Although it will have a direct effect on EU member states, there is an impact on businesses in other parts of the world like the U.S. That’s because any company that offers online intermediate services and online search engines to businesses in the EU are subject to the P2B Regulation.
Examples of online intermediation services include online e-commerce marketplaces, online software application services app stores, and online social media services. This regulation does not apply to online payment services, online advertising tools, or online advertising exchanges.The P2B Regulation also does not apply to platforms that only connect consumers to consumers like peer-to-peer (P2P) platforms or business-to-business (B2B) platforms.

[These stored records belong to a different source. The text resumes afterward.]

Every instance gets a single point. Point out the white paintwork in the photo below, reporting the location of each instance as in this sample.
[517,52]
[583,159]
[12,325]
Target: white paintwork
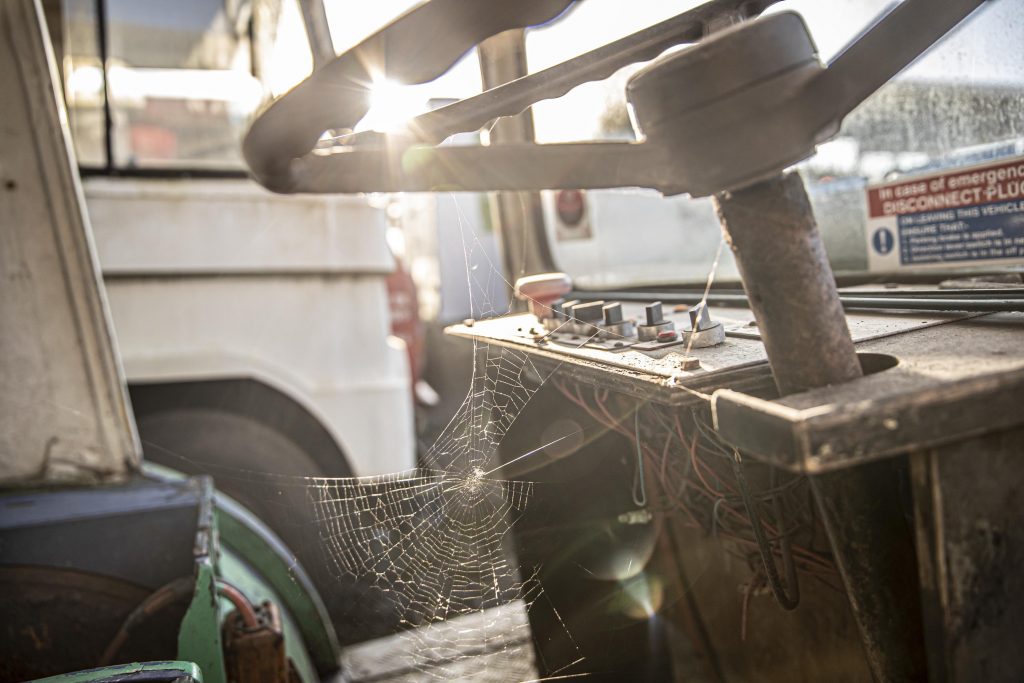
[64,413]
[222,225]
[219,279]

To comply with these regulations, each service area must make some changes going forward to their online presence, including aspects of their websites.
Online Intermediate Services
Examples of these online e-commerce marketplaces include Amazon Marketplace, Facebook Marketplace, eBay, and others.

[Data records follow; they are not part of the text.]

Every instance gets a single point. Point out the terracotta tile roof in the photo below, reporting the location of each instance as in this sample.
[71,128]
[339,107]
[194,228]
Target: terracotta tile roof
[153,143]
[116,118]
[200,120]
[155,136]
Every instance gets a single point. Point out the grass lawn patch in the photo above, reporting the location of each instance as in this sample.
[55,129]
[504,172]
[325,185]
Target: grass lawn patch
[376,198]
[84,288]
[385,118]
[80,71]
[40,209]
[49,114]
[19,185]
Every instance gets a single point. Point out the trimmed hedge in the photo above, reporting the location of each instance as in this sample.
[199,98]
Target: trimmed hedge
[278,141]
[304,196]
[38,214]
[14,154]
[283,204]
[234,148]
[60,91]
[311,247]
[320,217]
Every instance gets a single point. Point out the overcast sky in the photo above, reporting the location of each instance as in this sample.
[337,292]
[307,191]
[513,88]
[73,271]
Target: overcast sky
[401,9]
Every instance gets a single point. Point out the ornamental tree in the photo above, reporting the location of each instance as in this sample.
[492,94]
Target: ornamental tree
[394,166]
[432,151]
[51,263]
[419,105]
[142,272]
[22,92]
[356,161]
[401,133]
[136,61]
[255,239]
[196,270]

Other applicable online businesses that fall into this category are price comparison tools like Skyscanner and Google Shopping as well as application stores, such as Apple App Store, Google Play, and the Microsoft Store. Online social media services, including Facebook or Instagram, also must comply due to their advertising and product/service sales capabilities.
For online intermediate services, changes include updating terms and conditions and adapting certain procedures. These providers must make their terms and conditions easily available to business users.
They also must list any other distribution channels and affiliate programs where providers of online intermediation services might market their goods and services.
This will increase transparency and alert businesses to all the options where they can buy applicable products and services. All content must be as detailed as possible, including any further changes to the terms and conditions or any alteration to the products or services provided.
Online Search Engines
Online search engines like Google Search, Bing, and Yahoo! must comply with this regulation. This includes providing a straightforward explanation as to how they rank links in easy-to-understand language.
They need to also describe any differentiated treatment given to their own group of company's products or services. Where a business can pay to affect rankings, there must be a description in the terms and conditions of how the payment influences the rankings for that business.
Again, the emphasis is on fairness and transparency since there have been concerns that online search engines have exhibited signs of monopolistic behavior.
Although the P2B Regulation clearly describes the regulatory measures, there are questions about the processes for enforcement or prosecution. Other questions involve how to determine whether a business user specifically directs their products and services to EU consumers or these consumers just stumble upon these specific companies. There are also no specific guidelines for designating the difference or how to handle these situations.
Those companies that provide online intermediate services and online search engines to businesses in the EU should prepare for these new rules now by making the changes to their terms and conditions and update their website information as outlined here. This is the time to be proactive, make the necessary changes to your Joomla website, and stay current on these important changes to the regulatory environment.